Hatch Bill Targets Several Loopholes

By James R. Edwards, Jr. on February 28, 2011

My colleague Janice Kephart recently highlighted the tremendous risks of the visa lottery program in a recent blog here. Indeed, the visa lottery needlessly clogs the system with millions of applications (a portion of them multiple applications by the same applicant). More than 12 million people filed for this year's lottery – 55,000 visas – and almost 15 million applied for next year's lottery. The lottery generates plenty of fraud and abuse, as well as poses a threat to national security, as Mark Krikorian has noted.

Because Barbara Jordan's Commission on Immigration Reform recommended ending the visa lottery, it should be done post haste.

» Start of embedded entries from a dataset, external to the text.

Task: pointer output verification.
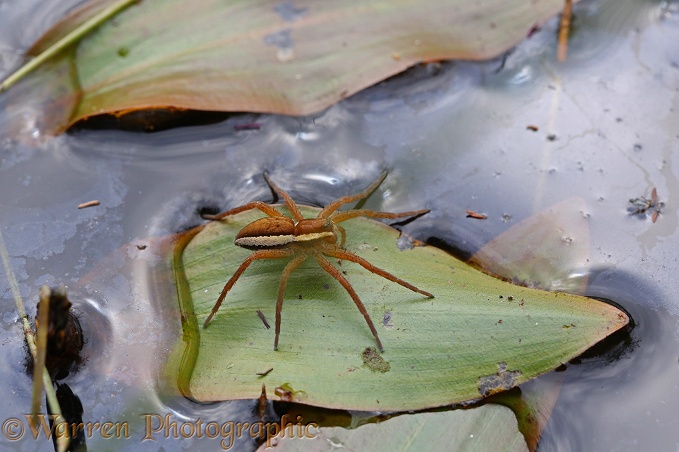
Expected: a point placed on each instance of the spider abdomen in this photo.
(267, 232)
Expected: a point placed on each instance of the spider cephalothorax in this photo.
(278, 236)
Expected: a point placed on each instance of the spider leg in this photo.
(328, 267)
(262, 254)
(349, 214)
(343, 235)
(264, 207)
(292, 265)
(345, 255)
(330, 208)
(294, 210)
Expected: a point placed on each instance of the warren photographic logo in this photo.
(157, 427)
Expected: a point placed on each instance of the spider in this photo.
(277, 236)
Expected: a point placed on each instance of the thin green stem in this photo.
(71, 38)
(62, 440)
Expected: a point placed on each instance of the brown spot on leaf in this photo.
(501, 381)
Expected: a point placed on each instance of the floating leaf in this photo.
(478, 336)
(542, 250)
(279, 57)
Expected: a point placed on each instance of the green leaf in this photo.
(490, 427)
(478, 336)
(255, 55)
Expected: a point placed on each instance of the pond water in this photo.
(453, 136)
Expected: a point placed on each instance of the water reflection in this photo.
(453, 137)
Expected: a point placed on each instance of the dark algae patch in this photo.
(501, 381)
(374, 361)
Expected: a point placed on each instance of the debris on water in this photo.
(643, 206)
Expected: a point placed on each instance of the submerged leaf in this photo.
(256, 55)
(478, 336)
(490, 427)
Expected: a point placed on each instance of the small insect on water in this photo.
(277, 236)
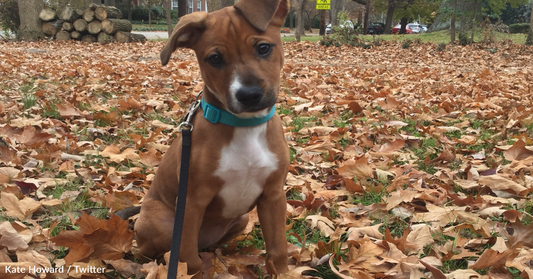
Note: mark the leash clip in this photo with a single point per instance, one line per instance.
(186, 124)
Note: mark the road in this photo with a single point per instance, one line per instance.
(164, 35)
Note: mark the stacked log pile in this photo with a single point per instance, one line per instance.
(97, 23)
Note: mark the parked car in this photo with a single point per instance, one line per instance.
(397, 28)
(376, 28)
(415, 27)
(347, 24)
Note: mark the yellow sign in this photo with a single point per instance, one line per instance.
(323, 4)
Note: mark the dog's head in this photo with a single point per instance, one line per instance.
(239, 51)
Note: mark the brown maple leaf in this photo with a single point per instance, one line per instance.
(517, 152)
(112, 241)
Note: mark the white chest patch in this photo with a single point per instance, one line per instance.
(245, 164)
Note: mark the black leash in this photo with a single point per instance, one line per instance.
(186, 128)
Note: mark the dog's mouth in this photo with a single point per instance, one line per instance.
(251, 106)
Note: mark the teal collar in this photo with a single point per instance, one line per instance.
(217, 115)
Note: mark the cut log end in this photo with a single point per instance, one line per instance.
(62, 35)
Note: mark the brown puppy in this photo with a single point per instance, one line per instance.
(232, 169)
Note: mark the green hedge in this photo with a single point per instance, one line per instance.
(519, 28)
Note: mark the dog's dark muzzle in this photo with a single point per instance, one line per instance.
(249, 96)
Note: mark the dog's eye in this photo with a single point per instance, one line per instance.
(264, 49)
(215, 59)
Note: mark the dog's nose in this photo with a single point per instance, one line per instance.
(249, 95)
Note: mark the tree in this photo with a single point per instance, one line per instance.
(167, 15)
(529, 40)
(182, 8)
(300, 6)
(30, 24)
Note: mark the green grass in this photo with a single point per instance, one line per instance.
(312, 39)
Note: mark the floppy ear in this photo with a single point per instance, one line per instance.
(185, 34)
(261, 13)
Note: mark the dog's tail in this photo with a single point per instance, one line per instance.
(128, 212)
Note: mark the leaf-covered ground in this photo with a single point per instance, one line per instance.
(406, 162)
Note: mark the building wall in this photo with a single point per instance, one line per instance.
(192, 5)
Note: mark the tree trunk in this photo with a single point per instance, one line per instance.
(94, 27)
(80, 25)
(67, 26)
(75, 35)
(452, 23)
(88, 15)
(336, 6)
(473, 25)
(62, 36)
(390, 12)
(465, 8)
(150, 13)
(167, 15)
(111, 26)
(291, 20)
(300, 4)
(529, 40)
(69, 14)
(100, 13)
(403, 23)
(47, 15)
(88, 39)
(113, 12)
(30, 24)
(51, 28)
(322, 30)
(182, 8)
(367, 15)
(129, 9)
(126, 37)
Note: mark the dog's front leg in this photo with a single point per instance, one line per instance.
(271, 209)
(194, 212)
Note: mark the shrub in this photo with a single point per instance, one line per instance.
(519, 28)
(345, 35)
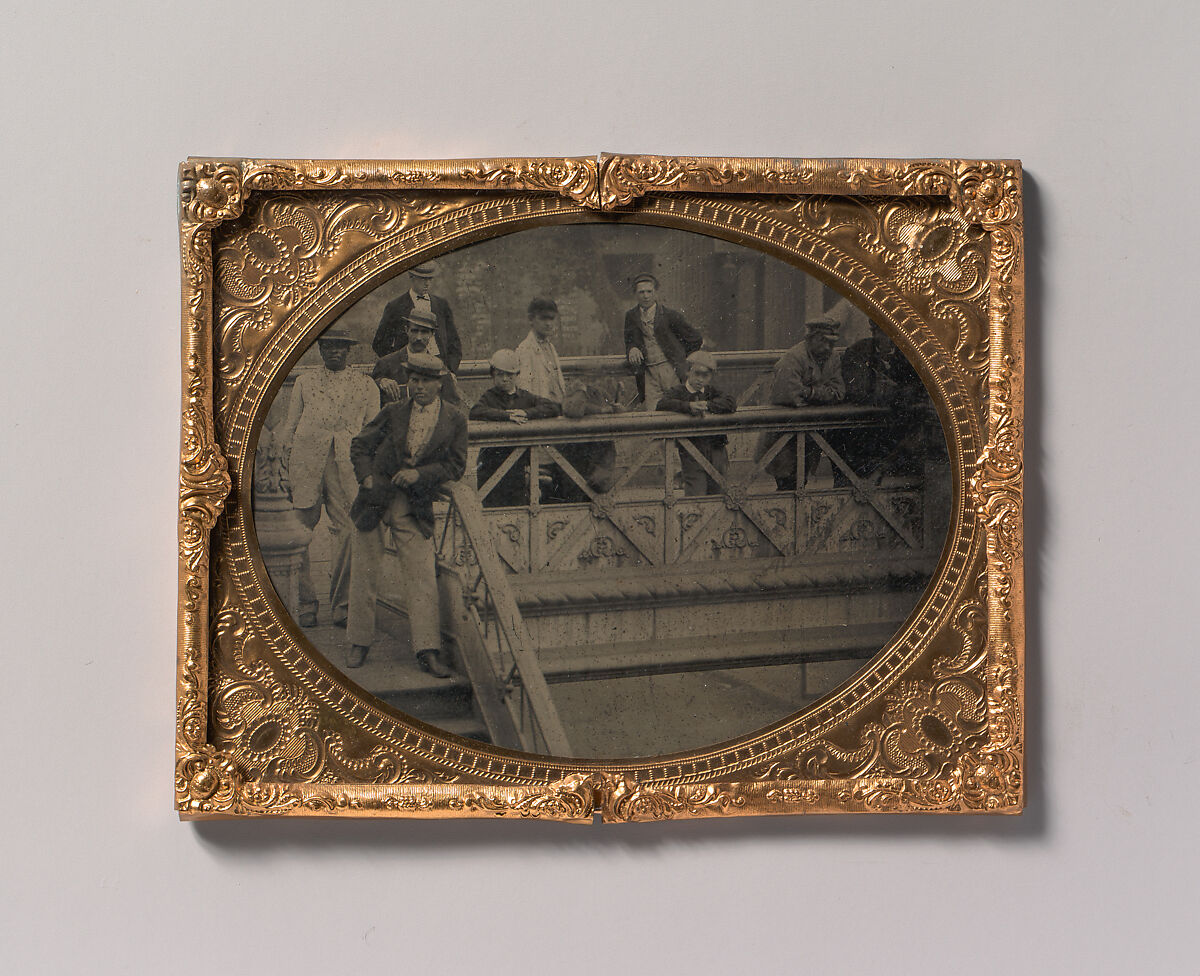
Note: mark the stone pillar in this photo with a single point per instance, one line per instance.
(282, 538)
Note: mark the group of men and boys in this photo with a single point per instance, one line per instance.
(375, 451)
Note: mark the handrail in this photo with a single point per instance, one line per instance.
(514, 662)
(567, 430)
(585, 365)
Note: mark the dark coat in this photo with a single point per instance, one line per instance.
(379, 449)
(495, 405)
(513, 489)
(678, 399)
(677, 337)
(393, 335)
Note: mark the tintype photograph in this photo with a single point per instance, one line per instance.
(601, 490)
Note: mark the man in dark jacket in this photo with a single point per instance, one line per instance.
(393, 334)
(401, 460)
(699, 397)
(877, 375)
(390, 372)
(658, 342)
(507, 403)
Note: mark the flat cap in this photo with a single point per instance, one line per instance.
(423, 364)
(505, 361)
(423, 319)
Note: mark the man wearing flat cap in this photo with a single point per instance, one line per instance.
(325, 409)
(390, 372)
(402, 459)
(658, 342)
(393, 331)
(808, 373)
(696, 396)
(507, 402)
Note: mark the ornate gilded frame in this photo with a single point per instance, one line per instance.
(934, 724)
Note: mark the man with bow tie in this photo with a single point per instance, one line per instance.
(696, 396)
(393, 333)
(658, 342)
(401, 460)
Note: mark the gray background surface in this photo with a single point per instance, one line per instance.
(101, 103)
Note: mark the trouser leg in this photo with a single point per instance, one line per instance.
(659, 378)
(695, 478)
(366, 557)
(418, 569)
(337, 508)
(309, 519)
(719, 459)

It clearly falls outside of the national interest.

Shuttering the visa lottery program is what Sen. Orrin Hatch's bill, S. 332, would do. Similarly, Rep. Bob Goodlatte has sponsored legislation, H.R. 704, that also targets this program.

The Hatch legislation would take a number of other notable steps. Remember the Obama administration's backdoor amnesty that was exposed last summer? S. 332 would close off that avenue of abuse of power. Rather, the administrative exercise of not removing a deportable alien could only be granted on a case-by-case basis. Sen. Hatch's bill would also demand Homeland Security finally implement the mandatory exit-tracking portion of US-VISIT, the entry-exit system. This would help reduce the 40 percent of illegal immigration stemming from overstaying expired visas.

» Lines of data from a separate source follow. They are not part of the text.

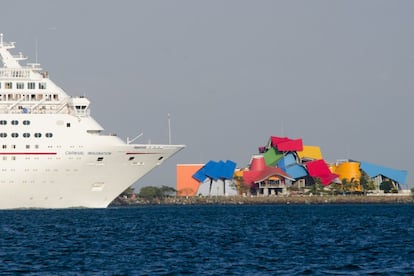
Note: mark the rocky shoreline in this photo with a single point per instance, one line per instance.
(238, 200)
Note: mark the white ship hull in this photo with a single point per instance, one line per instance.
(82, 171)
(53, 153)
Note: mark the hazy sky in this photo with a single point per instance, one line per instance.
(231, 73)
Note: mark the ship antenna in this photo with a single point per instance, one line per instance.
(36, 48)
(169, 128)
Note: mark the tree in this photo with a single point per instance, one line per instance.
(167, 191)
(241, 187)
(128, 192)
(151, 192)
(366, 182)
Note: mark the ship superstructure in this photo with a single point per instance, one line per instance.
(53, 154)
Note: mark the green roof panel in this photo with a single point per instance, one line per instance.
(272, 157)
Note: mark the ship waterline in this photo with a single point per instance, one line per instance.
(53, 154)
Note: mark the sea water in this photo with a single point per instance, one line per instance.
(210, 240)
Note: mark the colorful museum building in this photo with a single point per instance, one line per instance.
(280, 164)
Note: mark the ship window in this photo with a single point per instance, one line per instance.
(31, 85)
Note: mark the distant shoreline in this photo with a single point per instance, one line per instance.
(240, 200)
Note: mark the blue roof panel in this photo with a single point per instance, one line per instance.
(373, 170)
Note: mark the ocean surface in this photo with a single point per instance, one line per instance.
(210, 240)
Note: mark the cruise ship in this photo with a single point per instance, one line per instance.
(53, 153)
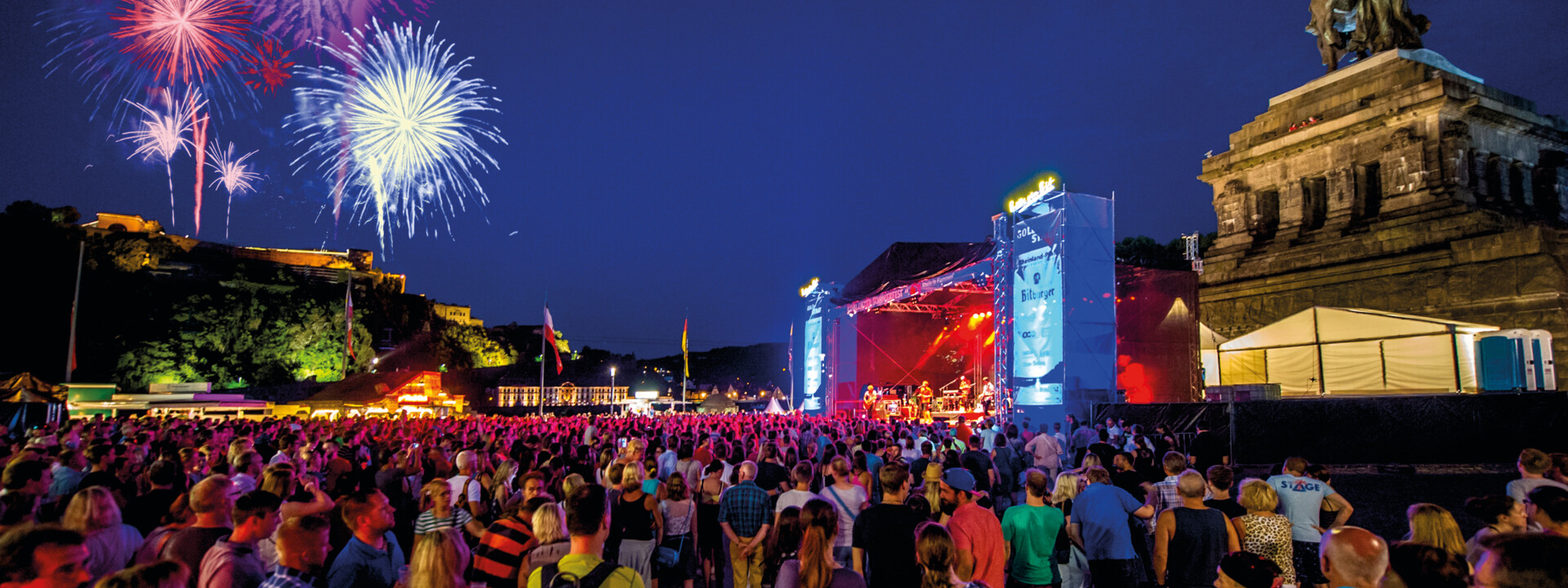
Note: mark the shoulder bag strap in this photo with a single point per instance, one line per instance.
(835, 491)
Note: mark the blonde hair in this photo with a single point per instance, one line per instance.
(1433, 526)
(211, 494)
(439, 560)
(1067, 488)
(549, 524)
(91, 510)
(1258, 496)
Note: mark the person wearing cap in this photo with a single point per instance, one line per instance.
(1245, 569)
(1099, 526)
(978, 532)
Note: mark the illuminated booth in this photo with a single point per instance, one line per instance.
(1029, 314)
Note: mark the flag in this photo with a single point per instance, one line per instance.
(549, 339)
(349, 318)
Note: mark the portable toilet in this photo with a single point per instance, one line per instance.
(1499, 361)
(1542, 349)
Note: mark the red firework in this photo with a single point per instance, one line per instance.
(184, 37)
(267, 68)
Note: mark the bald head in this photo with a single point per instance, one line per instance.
(1353, 557)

Another part of the Hatch bill would restore the sending of no-match letters to employers with a worker whose name and Social Security number don't match each other. The IRS would also have to start notifying the person whose Social Security number was in use by someone else (oftentimes an illegal alien). Further, S. 332 would enable prosecutors to go after criminals using someone else's identity in committing another felony, whether the criminal knew the information belonged to someone else or not. This would address the problem of illegal aliens obtaining fake IDs with other people's identity information, but facing no consequences for it. And S. 332 would stop liberal states from putting aliens ahead of American citizens for Medicaid and CHIP coverage. A state would first have to show coverage of at least 90 percent of its eligible U.S. citizen residents and prove it was not substituting federal monies for state dollars (that is, being overly generous to immigrants with federal taxpayer dollars).

In short, the Hatch bill addresses a lot of problems that add up to huge weaknesses that harm and threaten America and Americans.